When reviewing traceplots of a model with some convergence issues, I noticed one of the chains started its warmup in an area of the parameter space well away from the other 3 chains. It also got ‘stuck’ there, whilst the other 3 chains began their fuzzy caterpillar and apparent effective sampling.

I noticed that the area where the rogue chain began was an area that would have had a very low likelihood according to the prior. I was originally under the impression that the prior would influence the initial value but after seeing this and also what’s written in the manual (which suggests default is uniform(-2,2)), I now realise this may not be the case.

Are initial values prior agnostic? Do strong priors however help chains ‘recover’ from beginning in areas well away from the likely parameter space?
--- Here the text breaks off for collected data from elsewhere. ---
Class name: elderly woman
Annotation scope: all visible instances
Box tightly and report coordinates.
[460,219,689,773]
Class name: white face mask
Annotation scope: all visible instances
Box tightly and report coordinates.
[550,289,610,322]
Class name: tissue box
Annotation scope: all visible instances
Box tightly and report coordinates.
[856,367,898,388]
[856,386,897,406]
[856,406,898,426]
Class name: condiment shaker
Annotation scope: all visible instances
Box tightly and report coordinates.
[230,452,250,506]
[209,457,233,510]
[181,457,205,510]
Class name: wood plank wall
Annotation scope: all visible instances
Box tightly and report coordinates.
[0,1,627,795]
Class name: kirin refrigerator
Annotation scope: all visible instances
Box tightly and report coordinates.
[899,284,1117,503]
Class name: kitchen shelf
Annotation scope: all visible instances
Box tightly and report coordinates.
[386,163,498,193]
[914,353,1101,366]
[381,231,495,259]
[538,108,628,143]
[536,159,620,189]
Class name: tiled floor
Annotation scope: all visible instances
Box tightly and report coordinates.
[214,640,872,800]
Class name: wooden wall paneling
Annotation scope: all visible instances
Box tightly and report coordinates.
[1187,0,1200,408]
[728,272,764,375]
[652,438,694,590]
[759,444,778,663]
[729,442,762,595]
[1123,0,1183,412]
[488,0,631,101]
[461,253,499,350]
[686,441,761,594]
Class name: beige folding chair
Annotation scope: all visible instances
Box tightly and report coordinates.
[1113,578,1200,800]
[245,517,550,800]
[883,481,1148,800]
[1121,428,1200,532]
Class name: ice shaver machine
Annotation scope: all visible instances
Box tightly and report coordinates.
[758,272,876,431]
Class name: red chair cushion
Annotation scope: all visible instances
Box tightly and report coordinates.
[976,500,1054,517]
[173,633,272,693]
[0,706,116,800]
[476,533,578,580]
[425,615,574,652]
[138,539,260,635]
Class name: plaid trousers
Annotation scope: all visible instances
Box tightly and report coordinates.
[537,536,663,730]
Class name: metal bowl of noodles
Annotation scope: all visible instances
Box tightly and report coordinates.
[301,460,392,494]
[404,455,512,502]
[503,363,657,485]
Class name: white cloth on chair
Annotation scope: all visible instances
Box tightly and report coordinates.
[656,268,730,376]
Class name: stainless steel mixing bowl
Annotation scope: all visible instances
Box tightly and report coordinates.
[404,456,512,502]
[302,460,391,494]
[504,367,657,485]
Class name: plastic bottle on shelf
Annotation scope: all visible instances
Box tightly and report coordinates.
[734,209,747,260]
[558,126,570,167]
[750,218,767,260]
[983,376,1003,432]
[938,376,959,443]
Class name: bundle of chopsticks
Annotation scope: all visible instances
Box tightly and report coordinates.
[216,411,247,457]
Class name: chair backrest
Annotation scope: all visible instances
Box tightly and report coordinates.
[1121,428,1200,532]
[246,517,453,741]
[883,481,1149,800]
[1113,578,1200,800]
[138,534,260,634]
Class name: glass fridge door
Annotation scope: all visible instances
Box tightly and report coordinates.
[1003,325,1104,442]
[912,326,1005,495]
I feel like manually setting initial values is an ugly hack around this issue, and that instead I should be re-parametising my model to have likely coefficient values in the range of uniform(-2,2) but maybe not.
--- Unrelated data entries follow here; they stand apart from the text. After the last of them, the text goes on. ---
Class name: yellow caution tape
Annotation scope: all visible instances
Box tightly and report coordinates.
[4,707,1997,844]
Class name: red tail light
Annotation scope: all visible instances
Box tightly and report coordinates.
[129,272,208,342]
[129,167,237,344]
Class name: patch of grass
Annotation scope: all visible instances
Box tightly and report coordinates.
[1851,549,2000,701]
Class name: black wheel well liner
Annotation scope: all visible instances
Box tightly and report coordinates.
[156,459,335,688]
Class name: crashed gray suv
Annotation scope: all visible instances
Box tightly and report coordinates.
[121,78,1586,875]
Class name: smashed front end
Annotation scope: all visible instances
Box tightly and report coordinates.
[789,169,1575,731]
The initial values are only influenced by the hard constraints and not the priors. The uniform(2,2) works on the unconstrained scale. You can make the uniform narrower in ‘rstan’ with ‘init_r = ‘

In my experience, convergence issues are rarely fixed by changing initial values (though this happens, measurement error models would be an example of such a case). I’d suggest checking whether the place your chain got stuck isn’t a second local maximum of your posterior and if so, try to reparametrize to have only one posterior mode. Even relatively strong priors may not wipe out a second mode (local maximum) so getting rid of the second mode by tightening priors might require to make your priors stronger than is defensible.
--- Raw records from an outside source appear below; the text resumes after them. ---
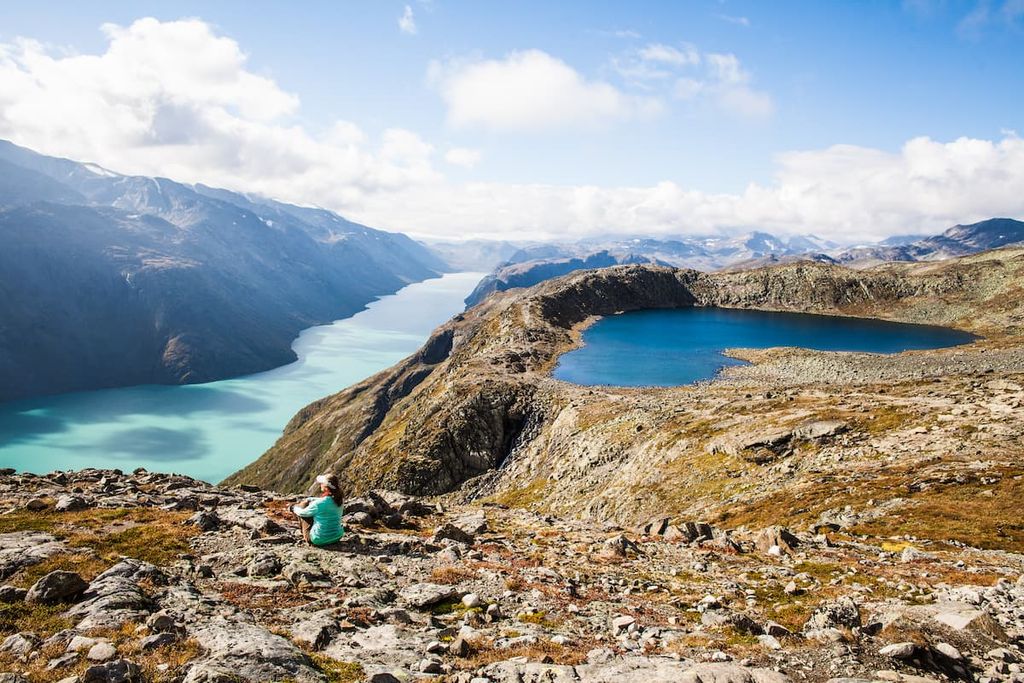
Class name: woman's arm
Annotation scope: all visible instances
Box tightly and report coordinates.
[292,498,317,517]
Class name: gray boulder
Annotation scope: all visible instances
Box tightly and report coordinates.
[182,619,324,683]
[803,597,861,632]
[0,632,39,659]
[25,570,88,604]
[0,532,69,581]
[55,494,88,512]
[290,610,340,651]
[398,583,457,610]
[248,552,282,578]
[186,510,220,531]
[67,561,159,629]
[282,560,330,588]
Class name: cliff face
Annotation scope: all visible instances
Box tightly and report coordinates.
[228,249,1024,532]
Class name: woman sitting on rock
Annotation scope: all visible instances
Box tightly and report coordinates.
[292,473,344,546]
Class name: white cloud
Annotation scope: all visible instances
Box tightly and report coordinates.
[716,14,751,27]
[444,147,482,168]
[0,17,439,208]
[398,5,417,35]
[956,0,1024,37]
[0,19,1020,245]
[637,43,701,67]
[363,134,1024,242]
[613,43,774,119]
[429,50,662,131]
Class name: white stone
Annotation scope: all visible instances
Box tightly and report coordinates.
[879,642,916,658]
[87,641,117,662]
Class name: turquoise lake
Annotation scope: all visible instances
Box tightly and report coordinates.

Yes, initial values are always prior agnostic and are uniform(2,2) on the unconstrained scale of the parameter as @stijn mentioned. Like you said you experienced, it’s possible that if you don’t supply initial values you can start in an area with very low prior likelihood. For example, if I have a parameter that represents the weight of a person in grams and the prior is Normal(70,000, 10,000), then the default initial values will clearly be in an area of log-probability. The prior helps Stan’s sampler get to where there’s higher log-probability by changing the gradient to take you in the right direction, but sometimes you can get stuck in a spurious mode like you said, or as I experience in ODE land you’ll be in an area of parameter space where your ODEs can’t even evaluate properly. For that reason, I would recommend supplying initial values if you have an idea of what they should be.

Also, if you know that parameter values in that spurious mode shouldn’t be possible, then you can adjust your priors to put even less or zero mass there.

You can make this less hacky by drawing initial, random values from the priors. You have to do this outside Stan. Like @arya and @martinmodrak indicate, a lot will depend on the parameter space that you are working in. If smallish variation in the parameters can have a big effect on the likelihood (power functions, hierarchical sds, ODE land) it can be better to supply your own initial values or start narrower in the automatically provided ones. If it’s really a convergence problem, than maybe your model is weakly identified, not optimally parameterized, or your data are less informative than you might think. This would require an investigation of your model.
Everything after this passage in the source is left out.